É consensual, entre os jusagraristas, o entendimento de que um dos princípios básicos do Direito Agrário é a supremacia da posse sobre o título de propriedade, justamente porque somente com a posse se viabilizam as atividades agrárias, e somente estas dão efetividade ao cumprimento da função social da propriedade. Não é sem propósito que se diz que a posse agrária é sempre direta. Inexiste posse agrária indireta, diferentemente do que ocorre com a posse civil.

MARQUES, Benedito Ferreira. Direito agrário brasileiro (COL.) MARQUES, Carla Regina Silva, São Paulo,
Editora Atlas, 2011, 9ª edição revista e ampliada.

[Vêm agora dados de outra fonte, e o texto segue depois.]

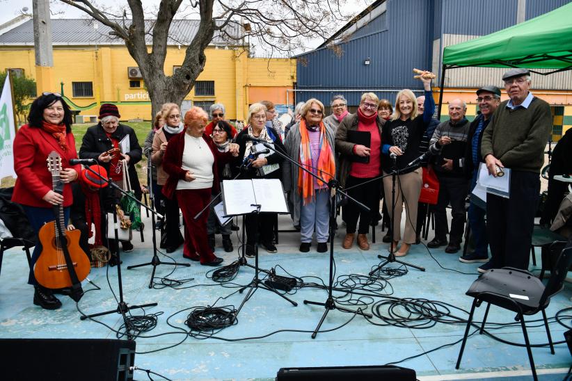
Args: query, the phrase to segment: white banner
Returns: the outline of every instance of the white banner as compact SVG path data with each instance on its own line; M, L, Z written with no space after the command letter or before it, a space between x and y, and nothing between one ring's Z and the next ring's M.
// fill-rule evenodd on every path
M2 95L0 96L0 179L6 176L16 177L14 172L14 156L12 144L16 135L12 92L10 88L10 72L6 73Z

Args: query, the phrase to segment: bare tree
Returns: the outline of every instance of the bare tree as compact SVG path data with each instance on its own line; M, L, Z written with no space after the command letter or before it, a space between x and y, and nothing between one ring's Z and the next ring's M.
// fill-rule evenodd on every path
M352 15L342 10L344 0L161 0L158 8L148 10L140 0L127 0L119 15L93 1L61 1L109 26L113 37L125 41L149 92L152 115L165 102L181 104L205 67L205 49L215 35L236 49L248 49L257 42L264 56L284 56L311 39L326 38ZM180 69L168 76L163 68L175 16L198 18L200 24L193 40L185 44ZM149 35L150 51L145 41Z

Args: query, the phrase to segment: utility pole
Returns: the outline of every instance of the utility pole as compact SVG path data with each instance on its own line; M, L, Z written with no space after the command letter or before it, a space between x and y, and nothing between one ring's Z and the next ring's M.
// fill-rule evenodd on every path
M52 91L54 54L51 49L51 20L49 0L33 0L34 52L38 95Z

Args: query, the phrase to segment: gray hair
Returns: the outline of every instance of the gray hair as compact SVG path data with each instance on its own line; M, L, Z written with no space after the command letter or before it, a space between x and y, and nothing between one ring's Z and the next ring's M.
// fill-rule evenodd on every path
M330 106L332 106L333 104L333 102L338 99L343 102L344 104L347 104L347 99L346 99L345 97L344 97L344 96L341 94L338 94L337 95L333 96L333 98L332 98L332 102L330 102Z
M305 104L305 102L298 102L296 107L294 108L294 115L298 115L302 113L302 107Z
M118 123L119 123L119 118L115 115L107 115L104 116L101 119L102 124L105 124L110 120L115 120Z
M209 107L209 113L212 115L212 113L216 110L222 111L223 114L226 113L225 111L225 105L221 103L215 103L214 104L212 104L211 106Z

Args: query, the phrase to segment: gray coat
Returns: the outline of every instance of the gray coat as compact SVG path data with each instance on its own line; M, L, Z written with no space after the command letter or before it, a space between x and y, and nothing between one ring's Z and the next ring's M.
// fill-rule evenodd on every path
M331 127L328 124L326 124L326 138L335 153L334 133L331 129ZM296 162L300 157L300 143L301 141L300 123L296 123L290 129L288 135L286 136L286 140L284 141L286 153ZM288 192L288 207L292 213L292 222L294 226L300 226L300 208L302 197L297 189L298 167L287 160L285 160L282 163L282 165L283 184L284 185L284 190Z
M358 113L355 114L348 114L346 117L340 123L337 130L335 131L335 150L339 154L339 165L337 168L337 179L342 188L346 186L346 179L347 179L349 170L351 168L351 157L353 156L353 146L355 143L347 141L348 130L358 129ZM385 124L386 121L379 116L376 118L377 128L379 129L379 136L381 136L381 128ZM383 142L381 142L383 147Z

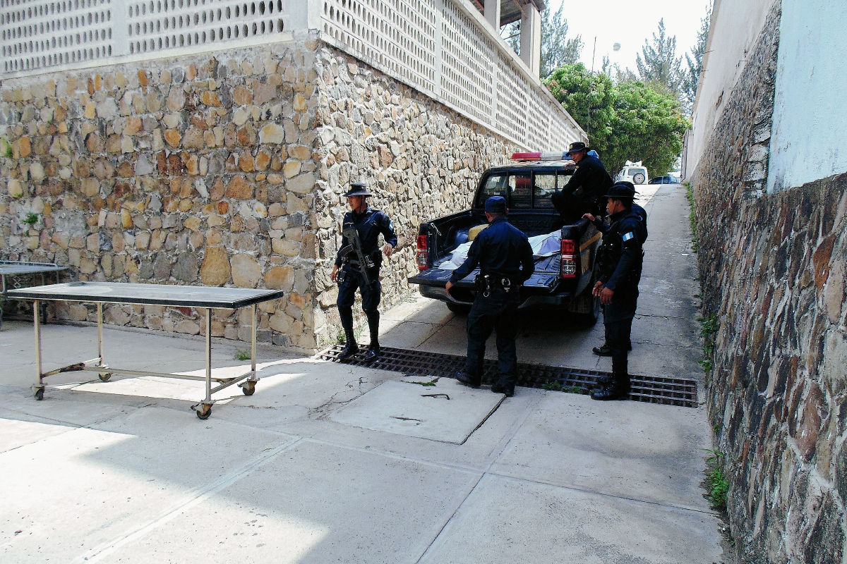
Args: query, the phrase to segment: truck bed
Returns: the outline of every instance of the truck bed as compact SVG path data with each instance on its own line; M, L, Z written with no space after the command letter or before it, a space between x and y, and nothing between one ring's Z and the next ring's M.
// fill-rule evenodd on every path
M535 271L529 280L523 282L523 288L530 291L533 289L540 290L545 293L551 291L558 282L558 255L554 255L536 260ZM473 272L459 281L456 286L460 288L473 289L473 280L479 273L479 269L476 268ZM436 266L423 271L416 276L410 277L409 282L421 286L444 287L446 286L447 281L450 280L450 277L452 274L453 271L441 270Z

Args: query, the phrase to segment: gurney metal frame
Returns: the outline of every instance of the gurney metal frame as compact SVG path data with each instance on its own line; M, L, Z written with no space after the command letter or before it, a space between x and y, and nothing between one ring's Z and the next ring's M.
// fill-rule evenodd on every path
M132 295L134 291L139 290L147 293L147 296L138 297ZM80 290L75 290L80 288ZM86 291L81 291L85 288ZM98 292L104 290L105 292ZM104 295L113 293L112 290L117 290L113 295ZM120 292L124 293L121 294ZM191 299L190 294L202 293L204 291L208 295L206 299ZM168 298L158 297L155 294L168 294ZM180 298L183 294L185 297ZM226 296L230 298L226 299ZM283 293L276 290L246 290L242 288L200 288L191 286L158 286L154 284L129 284L124 282L71 282L69 284L56 284L48 286L38 286L34 287L13 290L9 293L10 297L19 299L33 300L33 320L36 335L36 383L32 386L32 394L36 400L44 399L44 379L62 372L88 371L97 372L102 381L108 381L113 374L126 374L134 376L158 376L162 378L176 378L180 380L194 380L206 382L206 397L199 403L191 406L197 417L201 419L207 419L212 414L212 406L214 401L212 394L220 392L233 384L238 384L241 392L246 396L252 396L256 391L256 383L259 379L256 377L256 325L257 325L257 305L262 302L276 299L283 296ZM211 297L209 297L211 296ZM97 357L90 360L78 362L67 366L63 366L47 372L42 370L42 329L41 319L38 315L41 302L45 299L78 301L97 304ZM174 374L167 372L152 372L149 370L134 370L120 368L113 368L105 363L103 354L103 309L102 304L140 304L147 305L172 305L177 307L194 307L206 309L206 375L194 376L184 374ZM216 308L225 308L228 309L238 309L242 307L252 306L252 326L251 329L251 346L250 359L251 370L248 372L229 378L213 378L212 376L212 309ZM217 383L213 387L212 382Z
M8 297L8 285L6 282L6 278L12 278L12 285L14 288L21 287L18 283L17 277L25 276L27 274L40 274L42 277L42 286L47 284L47 280L44 275L47 272L56 273L56 283L58 283L58 275L59 272L68 270L64 266L59 266L53 262L27 262L25 260L0 260L0 285L3 287L3 293L0 293L0 328L3 327L3 304ZM42 319L44 322L47 321L47 308L42 310Z

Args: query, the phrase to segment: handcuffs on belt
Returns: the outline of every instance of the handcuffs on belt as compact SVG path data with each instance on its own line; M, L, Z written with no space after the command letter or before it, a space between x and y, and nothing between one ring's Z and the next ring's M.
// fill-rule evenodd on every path
M488 298L491 295L491 277L490 275L482 273L476 275L473 285L476 287L477 292L482 292L483 297ZM508 278L501 279L500 285L507 293L512 289L512 281Z

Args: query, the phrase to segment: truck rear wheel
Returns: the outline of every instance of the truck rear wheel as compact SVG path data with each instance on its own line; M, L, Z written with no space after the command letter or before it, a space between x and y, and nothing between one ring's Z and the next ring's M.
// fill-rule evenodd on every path
M467 315L471 312L471 306L465 304L454 304L453 302L445 302L447 309L457 315Z

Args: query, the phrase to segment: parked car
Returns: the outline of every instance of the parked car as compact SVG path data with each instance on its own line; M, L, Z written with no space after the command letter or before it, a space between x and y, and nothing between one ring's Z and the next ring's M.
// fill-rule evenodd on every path
M623 168L615 178L615 182L631 182L634 184L645 184L647 183L647 167L641 164L641 162L632 162L627 161Z
M650 178L648 184L678 184L679 178L675 176L657 176Z
M567 183L575 167L573 162L562 160L562 153L558 155L559 160L553 162L515 162L490 168L479 178L470 210L421 223L419 272L408 279L409 283L418 284L424 296L446 302L451 311L468 313L476 295L473 279L479 269L459 281L450 295L445 286L463 262L470 242L487 227L485 200L503 196L509 223L529 237L534 236L539 245L537 250L534 248L535 272L523 282L520 307L564 310L579 323L595 323L600 300L591 294L591 288L598 276L595 258L601 234L585 219L562 225L550 196ZM512 156L516 161L521 158Z

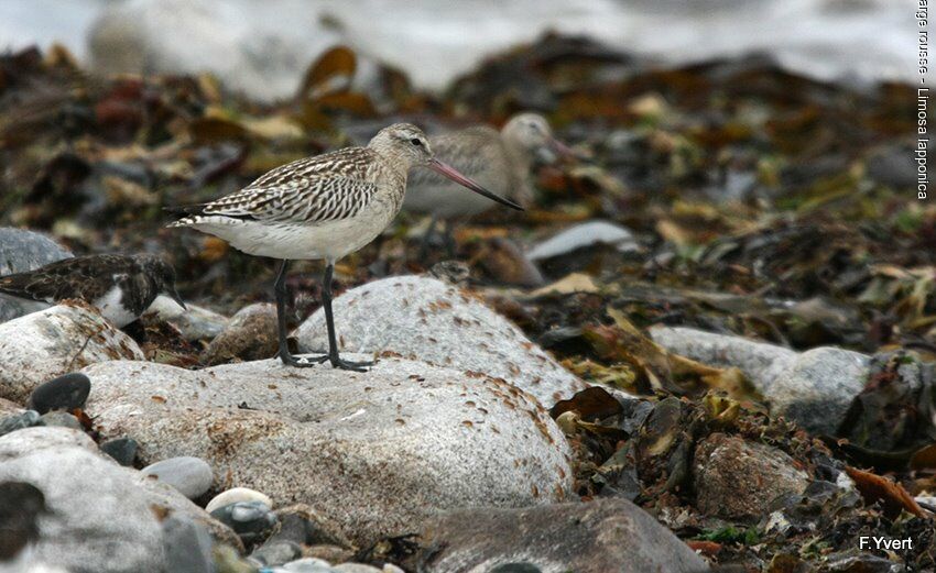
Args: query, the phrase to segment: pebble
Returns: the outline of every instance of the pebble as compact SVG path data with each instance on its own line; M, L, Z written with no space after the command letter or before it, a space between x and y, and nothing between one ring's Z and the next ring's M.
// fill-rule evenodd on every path
M211 546L211 536L195 521L176 516L163 521L166 571L214 573Z
M35 410L26 410L23 414L7 416L0 419L0 436L22 430L23 428L32 428L33 426L45 426L42 417Z
M142 473L175 487L189 499L205 494L211 487L214 480L211 466L206 461L188 455L150 464L142 470Z
M292 541L268 541L250 554L261 565L282 565L301 557L302 548Z
M211 500L208 502L208 505L205 506L205 511L210 514L215 509L237 504L238 502L260 502L266 507L273 507L273 500L270 499L270 496L266 494L261 494L260 492L249 487L231 487L230 489L226 489L213 497Z
M331 564L322 559L305 558L291 561L281 568L281 571L293 573L334 573Z
M543 573L543 570L533 563L504 563L492 569L490 573Z
M40 414L70 411L84 407L90 392L91 381L84 374L73 372L36 386L30 395L29 406Z
M120 465L131 466L137 459L137 440L132 438L115 438L100 444L100 450Z
M382 573L373 565L364 565L363 563L341 563L331 568L340 573Z
M55 426L58 428L68 428L70 430L85 431L78 418L75 418L66 411L51 411L43 414L40 418L45 426Z
M211 517L233 529L244 544L255 544L276 526L276 514L262 502L238 502L211 511Z

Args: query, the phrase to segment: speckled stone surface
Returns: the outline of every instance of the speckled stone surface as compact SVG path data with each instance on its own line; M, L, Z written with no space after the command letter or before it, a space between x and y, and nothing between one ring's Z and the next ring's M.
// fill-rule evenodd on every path
M50 307L0 324L0 398L25 404L44 382L119 359L142 360L143 351L96 309Z
M48 236L25 229L0 228L0 276L25 273L68 258L72 253ZM0 295L0 322L35 310L33 305Z
M417 571L488 573L530 563L543 573L701 573L705 560L627 499L525 509L469 509L431 520Z
M52 513L40 521L35 557L69 571L162 571L156 511L202 522L217 538L238 543L198 506L121 467L79 431L29 428L0 438L0 481L8 480L43 492Z
M529 506L572 492L570 452L548 414L483 375L392 357L367 373L272 360L84 372L102 436L133 437L143 463L202 458L215 489L308 504L360 544L412 531L440 509Z
M334 301L339 346L504 378L549 408L586 387L523 332L470 294L423 276L374 280ZM325 313L295 332L300 349L327 348Z
M671 352L714 366L737 366L763 394L771 412L816 433L834 433L864 387L870 359L821 346L806 352L689 328L653 328Z

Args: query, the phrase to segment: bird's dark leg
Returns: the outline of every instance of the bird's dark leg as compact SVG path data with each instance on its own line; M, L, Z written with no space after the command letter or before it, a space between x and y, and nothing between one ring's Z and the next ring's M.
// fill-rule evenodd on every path
M426 232L423 233L423 240L420 241L420 261L425 261L429 254L438 218L433 216L432 220L429 220L429 225L426 228Z
M280 337L280 351L277 355L283 364L295 366L298 368L315 366L322 364L328 356L316 356L314 359L297 359L290 354L290 346L286 343L286 266L289 261L283 260L280 263L280 271L276 272L276 282L273 283L273 293L276 295L276 330Z
M458 245L455 243L455 229L451 219L443 219L442 221L442 244L448 256L455 256L458 251Z
M367 372L367 366L373 366L373 362L350 362L341 360L338 355L338 337L335 335L335 318L331 315L331 275L335 265L328 263L325 267L325 277L322 280L322 306L325 307L325 322L328 326L328 360L331 366L341 370Z

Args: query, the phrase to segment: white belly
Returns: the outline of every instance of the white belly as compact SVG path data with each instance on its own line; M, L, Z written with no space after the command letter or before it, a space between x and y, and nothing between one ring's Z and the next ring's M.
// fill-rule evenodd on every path
M251 255L334 262L373 241L395 214L370 209L351 219L316 224L262 223L204 217L192 227L224 239L238 251Z
M123 305L120 304L121 298L123 298L123 293L120 287L115 286L94 301L94 306L98 307L101 316L113 322L117 328L123 328L139 318L123 308Z

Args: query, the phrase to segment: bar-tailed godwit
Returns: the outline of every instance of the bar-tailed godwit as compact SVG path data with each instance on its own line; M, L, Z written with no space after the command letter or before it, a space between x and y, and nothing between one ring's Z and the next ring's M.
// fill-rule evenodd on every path
M338 354L331 316L335 262L373 241L403 203L412 167L428 167L488 199L501 198L437 159L425 134L409 123L384 128L366 147L346 147L276 167L244 189L209 203L179 208L187 217L170 227L192 227L228 241L235 249L279 258L274 284L279 319L279 356L284 364L361 371L371 362ZM285 275L291 260L324 260L322 304L328 327L328 353L293 356L286 345Z
M486 189L524 207L533 201L530 169L535 155L544 150L573 155L572 150L553 136L548 121L538 113L518 113L500 131L476 125L435 135L429 137L429 143L437 157ZM432 216L426 241L439 220L448 235L453 219L472 217L491 206L477 196L447 192L450 187L450 181L431 172L415 173L410 178L403 208Z

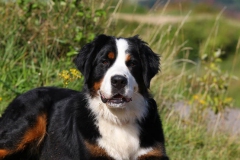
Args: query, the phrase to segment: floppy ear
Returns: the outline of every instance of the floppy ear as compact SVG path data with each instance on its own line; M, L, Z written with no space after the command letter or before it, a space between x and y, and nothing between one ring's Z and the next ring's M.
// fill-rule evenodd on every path
M138 35L133 38L136 39L139 46L138 51L142 63L144 84L147 88L149 88L151 79L160 70L160 57L154 53L148 44L142 41Z
M83 74L85 82L88 81L97 53L109 38L110 36L104 34L97 36L92 42L84 45L78 55L74 58L73 62Z

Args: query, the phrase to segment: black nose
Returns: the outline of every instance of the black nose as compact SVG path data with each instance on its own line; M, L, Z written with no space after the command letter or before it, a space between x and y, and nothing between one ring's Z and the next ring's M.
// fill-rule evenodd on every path
M127 85L127 78L120 75L115 75L111 78L111 84L114 88L122 89Z

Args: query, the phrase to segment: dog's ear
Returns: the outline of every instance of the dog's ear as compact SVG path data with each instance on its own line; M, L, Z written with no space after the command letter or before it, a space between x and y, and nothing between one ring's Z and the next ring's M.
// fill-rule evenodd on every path
M101 47L108 41L110 36L101 34L97 36L92 42L84 45L74 58L73 62L78 70L83 74L85 82L88 81L94 59L101 49Z
M151 79L158 73L160 66L160 57L154 53L148 44L142 41L138 35L133 39L137 42L139 56L142 63L143 80L147 88L150 87Z

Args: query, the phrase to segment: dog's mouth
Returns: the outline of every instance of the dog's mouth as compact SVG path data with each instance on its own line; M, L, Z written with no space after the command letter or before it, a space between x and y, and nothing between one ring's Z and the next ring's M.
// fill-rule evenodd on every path
M124 97L123 95L121 95L119 93L112 96L109 99L107 99L101 92L99 92L99 93L100 93L101 100L102 100L103 103L121 104L121 103L127 103L127 102L132 101L132 98Z

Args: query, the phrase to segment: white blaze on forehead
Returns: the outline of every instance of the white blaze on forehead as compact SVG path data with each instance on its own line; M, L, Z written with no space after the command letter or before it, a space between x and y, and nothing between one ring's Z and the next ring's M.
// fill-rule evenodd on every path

Nada mais lógico, portanto, que o proprietário que não disponha de recursos para desenvolver pessoalmente a atividade econômica possa, ao mesmo tempo, garantir receita para si e sua família proporcionando o uso adequado do imóvel rural para o cumprimento da função social da propriedade, princípio fundamental da ordem econômica brasileira.


Nesse passo, é possível afirmar que o contrato de arrendamento rural cumpre o objetivo de tornar adequado e racional a utilização da propriedade rural, tanto que os prazos de execução do objeto contratado devem ser observados rigorosamente, como estabelece a jurisprudência do Superior Tribunal de Justiça sobre o tema:


CIVIL. AGRAVO INTERNO NO RECURSO ESPECIAL. CONTRATO DE ARRENDAMENTO RURAL. PRAZO MÍNIMO LEGAL. NORMA
COGENTE. PRECEDENTES. DECISÃO MANTIDA. 1. Segundo a jurisprudência mais recente desta Corte Superior, “os prazos mínimos de vigência para os contratos agrários constituem norma cogente e de observância obrigatória, não podendo ser derrogado por convenção das partes contratantes” (REsp 1.455.709/SP, Rel. Ministro RICARDO VILLAS BÔAS CUEVA, TERCEIRA TURMA, julgado em 5/5/2016, DJe13/5/2016). 2. Agravo interno a que se nega provimento. (AgInt no REsp 1568933/MS, Rel. Ministro ANTONIO CARLOS FERREIRA, QUARTA TURMA, julgado em 28/09/2020, DJe 01/10/2020).


Essa proteção contratual é um imperativo legal diante do interesse da ordem pública que se verifica para além das partes do contrato, já que a produção de bens de consumo de primeira necessidade, como os são os gêneros alimentícios, representa segurança alimentar para a sociedade.